Anonymous, an onyst wrote on Fri, Sep 2, 2011 06:26 PM UTC:Excellent ★★★★★
Two things:
        1) You often say 'pentagonal' or 'pentagonal prism' as a board
shape. These should probably be 'hexagonal' and 'hexagonal prism'.
Regular pentagons don't tile the plane.
        2) 'Al fil' is Arabic for 'the elephant'. I should know --- I
speak Hebrew, where 'pil' (somewhere between 'peel' and 'pill' in
pronunciation) means elephant, and Hebrew is very closely related to

Charles Gilman wrote on Sun, Dec 21, 2008 07:16 AM UTC:
The Mightswitcher et cetera have now been added to the next article.

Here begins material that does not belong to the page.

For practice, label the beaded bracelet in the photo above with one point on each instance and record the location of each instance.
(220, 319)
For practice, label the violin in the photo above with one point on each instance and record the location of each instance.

Charles Gilman wrote on Sun, Nov 30, 2008 07:03 AM UTC:
I have missed a colourswitching Nightrider, true, but not from this
particular page. The description on the index specifies radial pieces.
Perhaps the introduction should reflect that description better. Its place
would be on the next page in the series. It needs naming with other
odd-only oblique pieces in mind. Would Nightswitcher, Camelswitcher,
Zebraswitcher et cetera do? In the meantime I have slimmed down the next
page ready to add whatever names consensus falls on.

Panda+Dabbabante is a less-blockable version of the Rook - and its
analogues in other directions a less-blockable Bishop, Queen, Nightrider
et cetera. I will give them some more thought - and of course welcome
ideas from others.

John Smith wrote on Thu, Nov 27, 2008 08:25 PM UTC:
You missed one, Charles! What would be a colourswitching Nightrider? How about a Dabbabante+Panda and its Bishop and Queen counterparts?